I want to step aside quickly here and talk about how unimaginably vast 120TB of space is. It could contain 5725 copies of the entirety of English Wikipedia as of April 2, 2022 (20.69GB), a half hour of HD video for each person in the 2020 US Census, or 5.7 billion copies of the CRS budget spreadsheet.
With that out of the way, it’s also worth noting that the 120TB we were working with is what we’d call “usable” space. Behind that usable space is 175TB worth of “raw” hard drives. Hard drives are sensitive pieces of equipment, and some percentage of each batch of hard drives are destined to fail much sooner than their rated 5-10 years. In the three years I’ve been at IBS, we’ve had to replace six or seven drives, but these systems are all built such that any given one or two or three drives can fail all at the same time, and the system keeps chugging along without any data loss or disruption. We can even slot in a new hard drive while the system is running, which is a useful feature when a small system can have 70 or 80 drives and serve 50-200 people at once! These systems accomplish that feat by reserving space on multiple hard drives to contain copies of the same data, or enough information to regenerate it, so we lose between one third and one half of the raw space in order to provide redundancy for the data stored in that usable space.

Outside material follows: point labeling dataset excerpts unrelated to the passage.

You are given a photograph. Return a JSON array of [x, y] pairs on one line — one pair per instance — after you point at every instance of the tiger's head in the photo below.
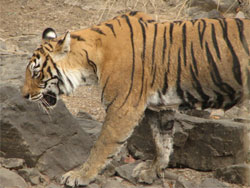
[[50, 71]]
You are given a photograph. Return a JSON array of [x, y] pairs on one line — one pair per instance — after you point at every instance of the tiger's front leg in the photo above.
[[162, 127], [117, 128]]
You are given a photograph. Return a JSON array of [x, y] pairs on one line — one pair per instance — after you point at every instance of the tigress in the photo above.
[[139, 63]]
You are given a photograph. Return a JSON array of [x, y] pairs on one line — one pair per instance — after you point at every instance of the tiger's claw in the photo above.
[[75, 178]]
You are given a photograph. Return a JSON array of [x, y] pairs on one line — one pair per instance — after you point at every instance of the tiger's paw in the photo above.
[[76, 178]]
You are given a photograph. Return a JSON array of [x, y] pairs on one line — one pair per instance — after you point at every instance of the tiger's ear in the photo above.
[[62, 48], [49, 34]]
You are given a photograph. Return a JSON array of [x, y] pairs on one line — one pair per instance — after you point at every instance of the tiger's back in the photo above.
[[139, 64], [190, 64]]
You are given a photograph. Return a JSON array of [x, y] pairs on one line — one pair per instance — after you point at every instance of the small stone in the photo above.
[[13, 163], [211, 182], [53, 185], [125, 171], [32, 175], [93, 185], [11, 179], [238, 174]]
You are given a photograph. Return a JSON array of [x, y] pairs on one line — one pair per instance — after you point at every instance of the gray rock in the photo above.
[[89, 125], [210, 144], [11, 179], [239, 174], [211, 182], [125, 171], [52, 143], [201, 144], [112, 183], [12, 163], [32, 175]]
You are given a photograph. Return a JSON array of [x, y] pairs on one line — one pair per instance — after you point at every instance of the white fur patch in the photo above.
[[51, 34], [169, 100]]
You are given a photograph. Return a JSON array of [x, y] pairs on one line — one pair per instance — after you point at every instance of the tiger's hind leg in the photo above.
[[162, 127]]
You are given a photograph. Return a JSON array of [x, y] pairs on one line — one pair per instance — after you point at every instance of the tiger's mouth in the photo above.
[[49, 99]]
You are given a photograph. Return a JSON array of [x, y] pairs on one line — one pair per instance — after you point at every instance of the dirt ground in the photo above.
[[24, 18]]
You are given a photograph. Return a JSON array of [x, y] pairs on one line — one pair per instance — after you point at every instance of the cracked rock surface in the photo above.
[[43, 141]]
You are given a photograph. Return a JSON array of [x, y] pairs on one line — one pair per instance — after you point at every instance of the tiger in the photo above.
[[138, 64]]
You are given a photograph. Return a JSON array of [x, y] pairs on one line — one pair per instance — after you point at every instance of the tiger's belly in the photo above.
[[158, 101], [171, 100]]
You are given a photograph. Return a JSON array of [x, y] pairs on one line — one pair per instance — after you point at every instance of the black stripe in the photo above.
[[171, 33], [197, 86], [57, 70], [90, 62], [164, 45], [184, 42], [178, 81], [191, 99], [201, 33], [113, 100], [215, 75], [169, 55], [219, 100], [179, 22], [231, 104], [49, 71], [45, 62], [153, 51], [133, 58], [240, 26], [193, 21], [118, 21], [104, 87], [165, 84], [133, 13], [194, 60], [49, 45], [150, 21], [110, 26], [236, 64], [50, 50], [213, 34], [98, 30], [142, 57], [77, 37], [68, 79], [154, 75]]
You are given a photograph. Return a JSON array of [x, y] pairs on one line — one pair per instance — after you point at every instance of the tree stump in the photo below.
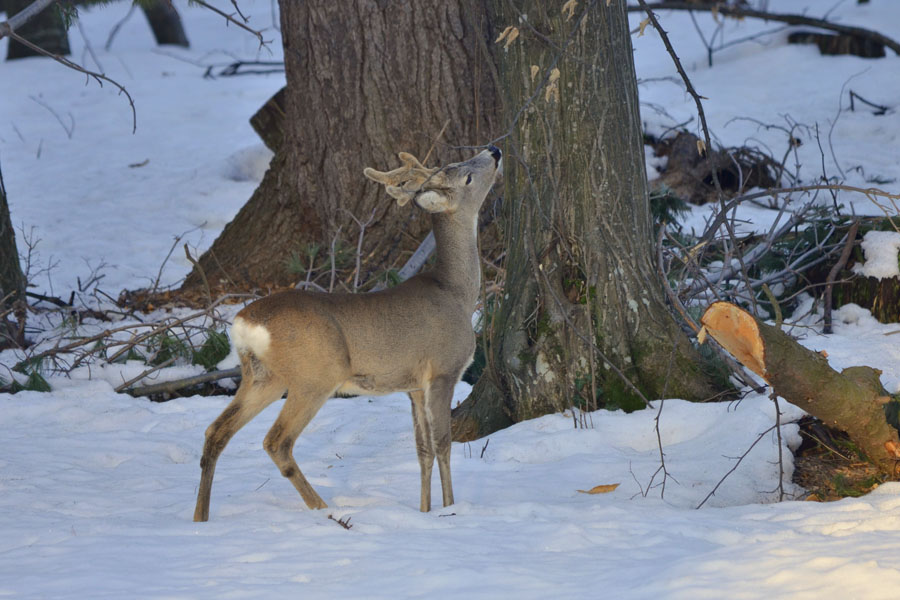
[[852, 400]]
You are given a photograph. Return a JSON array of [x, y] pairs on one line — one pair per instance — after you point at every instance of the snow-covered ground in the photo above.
[[97, 489]]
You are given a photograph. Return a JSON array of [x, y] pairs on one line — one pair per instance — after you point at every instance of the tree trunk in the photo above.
[[580, 282], [45, 29], [365, 80], [165, 23], [852, 400], [12, 281]]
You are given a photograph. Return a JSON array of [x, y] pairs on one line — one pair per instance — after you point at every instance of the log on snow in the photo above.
[[852, 400]]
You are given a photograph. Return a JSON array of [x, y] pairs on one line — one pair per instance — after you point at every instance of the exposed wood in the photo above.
[[852, 400], [835, 45], [833, 273], [12, 280]]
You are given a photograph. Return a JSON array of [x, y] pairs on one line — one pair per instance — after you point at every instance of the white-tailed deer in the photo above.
[[416, 337]]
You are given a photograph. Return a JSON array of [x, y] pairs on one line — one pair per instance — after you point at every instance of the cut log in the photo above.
[[852, 400]]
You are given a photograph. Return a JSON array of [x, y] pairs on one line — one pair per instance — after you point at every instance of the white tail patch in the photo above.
[[250, 337]]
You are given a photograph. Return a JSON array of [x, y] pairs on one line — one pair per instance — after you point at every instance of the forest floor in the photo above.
[[97, 487]]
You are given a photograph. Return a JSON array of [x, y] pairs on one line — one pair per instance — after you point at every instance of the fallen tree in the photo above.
[[852, 400]]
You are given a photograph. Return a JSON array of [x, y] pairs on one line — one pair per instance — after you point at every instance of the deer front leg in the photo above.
[[423, 447], [438, 398], [249, 401], [298, 411]]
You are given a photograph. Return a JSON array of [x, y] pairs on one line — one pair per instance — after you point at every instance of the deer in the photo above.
[[416, 337]]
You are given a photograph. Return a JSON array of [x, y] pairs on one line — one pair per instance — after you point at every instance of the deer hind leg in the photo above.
[[438, 398], [423, 447], [299, 409], [251, 398]]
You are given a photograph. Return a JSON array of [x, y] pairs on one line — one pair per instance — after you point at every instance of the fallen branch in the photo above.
[[851, 400], [170, 387], [730, 10]]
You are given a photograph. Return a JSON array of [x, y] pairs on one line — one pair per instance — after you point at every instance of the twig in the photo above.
[[231, 19], [178, 384], [149, 371], [833, 273], [200, 271], [98, 77], [732, 10], [69, 129], [736, 465], [362, 232]]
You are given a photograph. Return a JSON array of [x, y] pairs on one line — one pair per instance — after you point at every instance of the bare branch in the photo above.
[[231, 19], [98, 77], [731, 10]]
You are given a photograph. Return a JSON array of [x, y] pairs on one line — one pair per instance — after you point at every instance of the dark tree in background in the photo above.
[[580, 280], [47, 30], [364, 80], [12, 281]]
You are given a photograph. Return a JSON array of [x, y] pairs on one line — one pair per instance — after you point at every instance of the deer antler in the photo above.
[[403, 183]]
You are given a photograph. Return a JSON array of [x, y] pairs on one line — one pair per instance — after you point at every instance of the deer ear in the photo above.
[[433, 201], [399, 194]]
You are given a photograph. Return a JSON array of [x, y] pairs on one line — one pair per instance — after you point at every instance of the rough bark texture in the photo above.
[[165, 22], [852, 400], [578, 232], [46, 30], [365, 79], [12, 281]]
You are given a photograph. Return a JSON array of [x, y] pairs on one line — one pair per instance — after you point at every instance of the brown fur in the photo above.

Fortunately, with the help of Dell, CU’s Procurement office, and the Office of Information Technology datacenter operations group, we were able to quickly purchase and install 375TB of raw storage, representing an increase of 200TB of usable space. Most of this is slower storage, meant for archiving large datasets that are accessed in their entirety only occasionally, but it also includes more than doubling the amount of really fast (SSD or “Solid-State Drive,” which is more like a USB flash drive than physically spinning platters of magnetic media) storage that is directly attached to our Citrix environment. The system that manages this storage is smart enough to place more-often-used data onto faster storage, and less-frequently-used data onto slow storage in a way that’s mostly invisible to us, so if you notice that the exact same operation in Stata done twice in a row can result in different amounts of time to run, that’s a big part of the explanation.
In total now, we have 320TB of usable storage, which is only about enough to store about 1.5% of the digital data that the Library of Congress ingests annually, but it’s enough for a lot of cool datasets.